Two weeks ago, a member of the group called Avareler (the vagabonds) shared on Facebook a new photo album called “Pembe serisi” (The Pink Series). One of the pictures became popular almost instantly. It showed a portrait of Prime Minister Erdoğan on a billboard that has been painted pink and the inscription: “You’re so sweet”. This member is a young street artist living in Ankara. Together with his friends he created the group called Avareler that has been covering Ankara’s walls with ironic artworks. He answered our questions.
Who is Avareler and how did it start?
Avareler was born in a spontaneous way among a group of like-minded people. We have been active for around two and a half years. Our first work was on a 14 metre-long wooden billboard located on the Eskişehir Road. We wrote: ”Doors dinle içki iç Ankara” (Ankara, listen to the Doors, drink alcohol).
Most of the works are related to Ankara, why?
We got drunk in this city, we fell in love in this city, we lost here and we won here. If we were in Yozgat, we would do something related to Yozgat. If we were in Bursa, we would do something related to Bursa. We see the city where we live as a kind of testing ground ; in fact this is where we try out our actions. Besides, Ankara’s people are good people. Sharing, helping one another, good intentions — you can find them all here, easily.
How was the ‘Pink Series’ born?
We just said let’s go outside and paint things pink. It was a reactionary act against bad city planning and all those unaesthetic buildings. Pink is naturally an attention-grabbing colour; we also wanted it to grab people’s attention. Beyond that there was nothing sexist about it.

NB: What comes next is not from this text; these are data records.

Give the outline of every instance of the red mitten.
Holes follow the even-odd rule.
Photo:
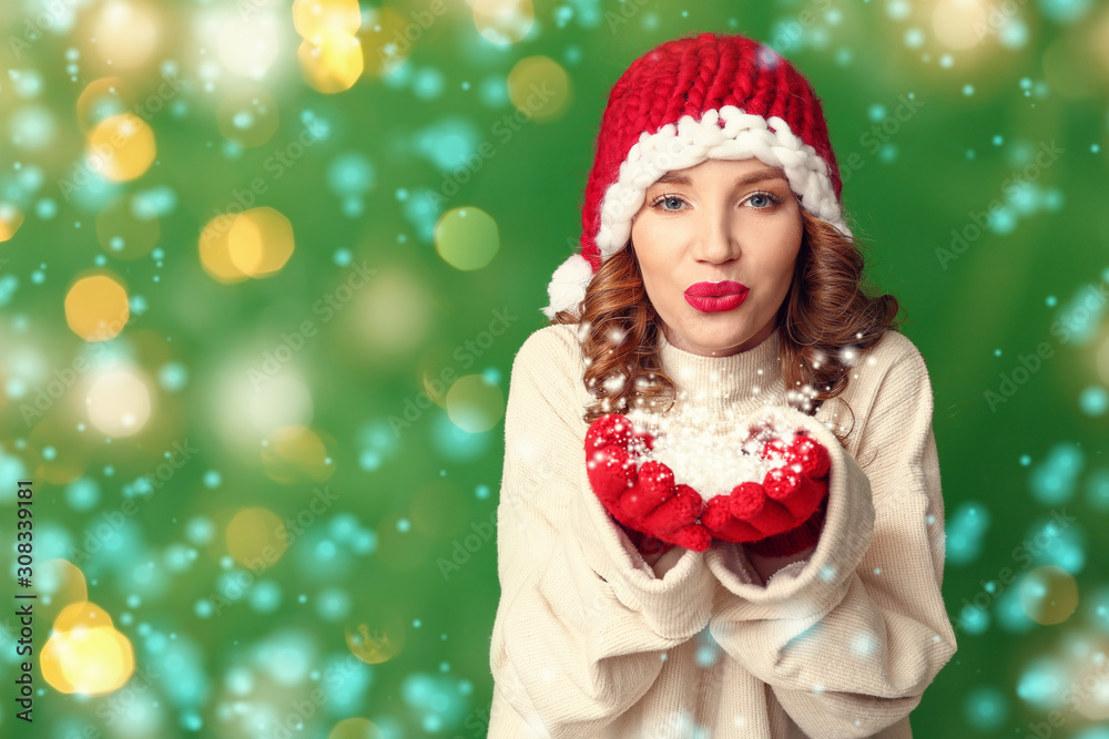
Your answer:
[[[675,485],[674,473],[658,460],[637,469],[628,452],[632,437],[652,448],[653,437],[633,433],[631,421],[619,413],[606,413],[589,425],[586,470],[593,493],[624,531],[648,537],[631,537],[644,554],[669,550],[669,545],[704,552],[711,536],[696,523],[704,507],[701,495],[689,485]]]
[[[716,538],[743,543],[765,556],[787,556],[820,538],[831,459],[824,444],[804,431],[790,441],[770,440],[760,454],[784,455],[785,464],[767,472],[762,483],[740,483],[728,495],[710,499],[701,523]]]

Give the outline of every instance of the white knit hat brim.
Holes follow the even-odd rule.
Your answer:
[[[721,127],[719,121],[724,121]],[[781,167],[801,206],[832,224],[844,236],[851,230],[843,220],[827,163],[816,150],[793,134],[788,124],[773,115],[744,113],[734,105],[705,111],[698,121],[684,115],[655,133],[643,132],[639,143],[620,165],[620,176],[604,191],[597,248],[601,259],[622,249],[631,236],[631,222],[643,206],[647,189],[667,172],[696,166],[706,160],[757,158]],[[592,279],[592,268],[573,254],[554,271],[547,292],[550,305],[542,309],[548,319],[559,310],[577,310]]]

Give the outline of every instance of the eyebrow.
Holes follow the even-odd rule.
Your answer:
[[[736,177],[735,185],[750,185],[752,183],[765,182],[767,179],[783,179],[788,182],[781,170],[755,170],[754,172],[745,174],[741,177]],[[673,171],[665,173],[664,175],[654,181],[655,185],[667,184],[667,183],[673,185],[693,184],[693,182],[689,178],[688,175],[679,174]]]

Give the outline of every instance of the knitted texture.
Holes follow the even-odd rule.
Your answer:
[[[956,650],[932,388],[913,343],[886,332],[857,357],[852,412],[827,402],[811,419],[831,455],[818,544],[760,577],[743,544],[713,540],[659,568],[629,551],[582,461],[593,398],[574,329],[535,331],[512,363],[484,736],[912,737],[909,712]],[[781,377],[776,332],[729,357],[661,339],[679,404],[708,406],[714,427],[786,404],[765,381]],[[852,432],[841,445],[822,424]]]
[[[613,85],[581,213],[580,250],[548,285],[548,318],[574,310],[593,273],[624,248],[645,189],[708,158],[781,167],[802,207],[845,235],[843,184],[823,109],[808,80],[743,35],[701,33],[637,59]]]

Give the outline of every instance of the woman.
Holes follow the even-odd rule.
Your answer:
[[[673,40],[617,82],[581,253],[512,366],[489,737],[912,736],[956,650],[932,386],[859,290],[840,192],[818,99],[755,41]],[[629,527],[587,465],[615,413],[784,414],[827,452],[820,505],[732,535],[771,528],[709,501],[689,546]]]

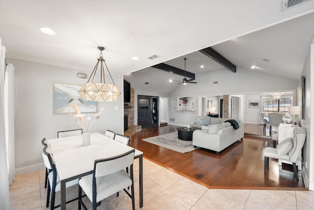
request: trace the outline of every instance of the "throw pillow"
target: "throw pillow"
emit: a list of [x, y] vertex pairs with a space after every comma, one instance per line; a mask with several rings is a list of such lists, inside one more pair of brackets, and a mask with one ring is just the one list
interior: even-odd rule
[[202, 119], [204, 119], [204, 117], [196, 117], [196, 124], [197, 125], [201, 125], [202, 124]]
[[208, 125], [210, 123], [210, 118], [203, 118], [201, 120], [201, 121], [203, 125]]
[[231, 126], [231, 123], [229, 122], [223, 122], [222, 124], [225, 124], [226, 127], [229, 127]]
[[217, 124], [212, 125], [209, 127], [209, 130], [208, 131], [208, 133], [217, 133], [221, 128], [224, 128], [226, 127], [226, 125], [224, 124]]
[[277, 152], [279, 155], [287, 154], [293, 147], [292, 139], [289, 138], [280, 142], [277, 146]]
[[221, 123], [221, 118], [210, 118], [210, 124], [220, 124]]
[[208, 133], [208, 131], [209, 130], [209, 127], [208, 126], [202, 125], [202, 131], [205, 133]]

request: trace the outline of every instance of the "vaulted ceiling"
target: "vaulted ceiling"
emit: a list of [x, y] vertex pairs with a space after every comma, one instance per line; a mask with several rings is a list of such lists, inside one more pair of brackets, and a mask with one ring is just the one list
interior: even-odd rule
[[[266, 73], [297, 80], [314, 34], [314, 1], [286, 11], [282, 4], [281, 0], [1, 0], [0, 36], [7, 58], [78, 71], [92, 71], [97, 46], [103, 46], [110, 73], [133, 72], [125, 77], [136, 88], [148, 89], [140, 81], [168, 82], [169, 73], [150, 66], [164, 62], [183, 69], [184, 58], [196, 80], [201, 72], [223, 69], [198, 51], [210, 46], [237, 66], [254, 64]], [[41, 27], [55, 35], [42, 33]], [[160, 57], [148, 59], [156, 54]], [[131, 60], [133, 56], [139, 60]], [[155, 85], [167, 91], [177, 87]]]

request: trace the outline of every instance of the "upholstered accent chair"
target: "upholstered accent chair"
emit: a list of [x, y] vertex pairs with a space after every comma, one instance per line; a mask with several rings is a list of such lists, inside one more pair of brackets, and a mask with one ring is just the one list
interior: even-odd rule
[[[299, 180], [296, 162], [302, 150], [305, 139], [306, 129], [304, 127], [293, 130], [293, 138], [288, 138], [281, 142], [277, 148], [266, 147], [264, 149], [264, 171], [267, 172], [269, 158], [292, 162], [294, 177]], [[298, 166], [302, 167], [302, 166]]]

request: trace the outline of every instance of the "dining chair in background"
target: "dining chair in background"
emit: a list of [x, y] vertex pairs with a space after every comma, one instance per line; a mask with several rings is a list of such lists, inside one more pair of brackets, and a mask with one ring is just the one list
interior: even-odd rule
[[64, 130], [58, 131], [58, 138], [67, 137], [68, 136], [77, 136], [82, 135], [83, 131], [81, 129], [77, 129], [75, 130]]
[[[269, 121], [269, 135], [273, 141], [273, 148], [276, 148], [276, 142], [278, 141], [278, 126], [282, 123], [283, 115], [278, 113], [271, 113], [268, 114], [268, 121]], [[274, 131], [272, 131], [272, 126], [276, 127]]]
[[[48, 141], [46, 139], [46, 138], [44, 138], [41, 140], [41, 144], [45, 147], [48, 143]], [[48, 174], [49, 172], [48, 171], [48, 168], [46, 168], [46, 175], [45, 175], [45, 188], [47, 188], [47, 181], [48, 181]]]
[[114, 139], [114, 137], [116, 136], [116, 133], [113, 131], [111, 131], [110, 130], [107, 130], [105, 133], [105, 135], [107, 136], [110, 139]]
[[[48, 187], [47, 189], [47, 198], [46, 202], [46, 207], [49, 207], [49, 200], [50, 199], [50, 192], [51, 191], [51, 204], [50, 205], [51, 210], [60, 207], [60, 205], [54, 206], [54, 201], [55, 200], [55, 192], [60, 191], [60, 183], [59, 178], [57, 174], [56, 170], [54, 166], [53, 156], [51, 155], [51, 150], [50, 147], [46, 145], [43, 150], [43, 158], [45, 166], [50, 171], [48, 174]], [[67, 182], [66, 187], [73, 186], [78, 183], [78, 179], [73, 180]], [[78, 198], [75, 198], [66, 202], [67, 204], [72, 201], [78, 200]]]
[[266, 125], [267, 124], [269, 124], [269, 122], [268, 122], [267, 121], [267, 120], [264, 119], [264, 117], [265, 117], [265, 114], [263, 112], [261, 112], [261, 118], [262, 119], [262, 120], [263, 122], [263, 124], [264, 125], [263, 126], [263, 130], [266, 130]]
[[[132, 200], [132, 208], [135, 210], [133, 161], [135, 150], [106, 158], [95, 160], [93, 174], [83, 177], [78, 182], [78, 210], [81, 206], [86, 210], [82, 201], [82, 190], [91, 202], [93, 210], [99, 202], [110, 195], [123, 190]], [[130, 175], [123, 169], [130, 167]], [[125, 189], [131, 186], [131, 194]]]

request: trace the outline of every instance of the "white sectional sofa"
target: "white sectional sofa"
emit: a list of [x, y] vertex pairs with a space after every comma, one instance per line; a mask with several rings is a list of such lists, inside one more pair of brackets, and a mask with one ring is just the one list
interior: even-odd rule
[[[209, 124], [205, 125], [204, 124], [209, 121]], [[204, 120], [198, 117], [193, 127], [201, 130], [193, 132], [194, 147], [206, 148], [215, 151], [219, 154], [221, 151], [236, 141], [241, 141], [244, 136], [244, 123], [240, 120], [235, 120], [239, 125], [238, 128], [235, 129], [231, 123], [225, 122], [228, 120], [232, 119], [207, 117]], [[234, 122], [232, 121], [235, 124]]]

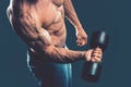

For four or five nights in a row, we went out between midnight and 3.30 a.m. During this time, we painted non-stop in places like Yüzüncü yıl, Beşevler, Batıkent, Eskişehir Road, Konya Road, Tunalı Hilmi Street, the Armada footbridge, electric transformers. Our work was easy due to the aesthetic of the places we painted and the fact that they weren’t appealing to the eye.
Your works are both humorous and political, what is your inspiration?
If you’re from Ankara, you know it well. You are born into the very heart of politics, and it touches every aspect of your life. On a very elementary level, if you want to take the bus, you get a card. If your card is a student one, they’ll ask you for your student pass; if you don’t have your pass, they won’t accept your student ID in its place. That’s politics for you! Funny stuff happens. We like this political aspect. You have to speak up when something wrong is going on. If you do so amusingly, it stays in people’s minds.
Did you have any trouble with the police?
We did not encounter the police during our “Pink Series”; we had no problems, but of course we’ve been caught before. When the police catch us red-handed they don’t take it seriously and they release us. I guess they take us for aimless eccentrics … [laughs] Policemen’s perceptions!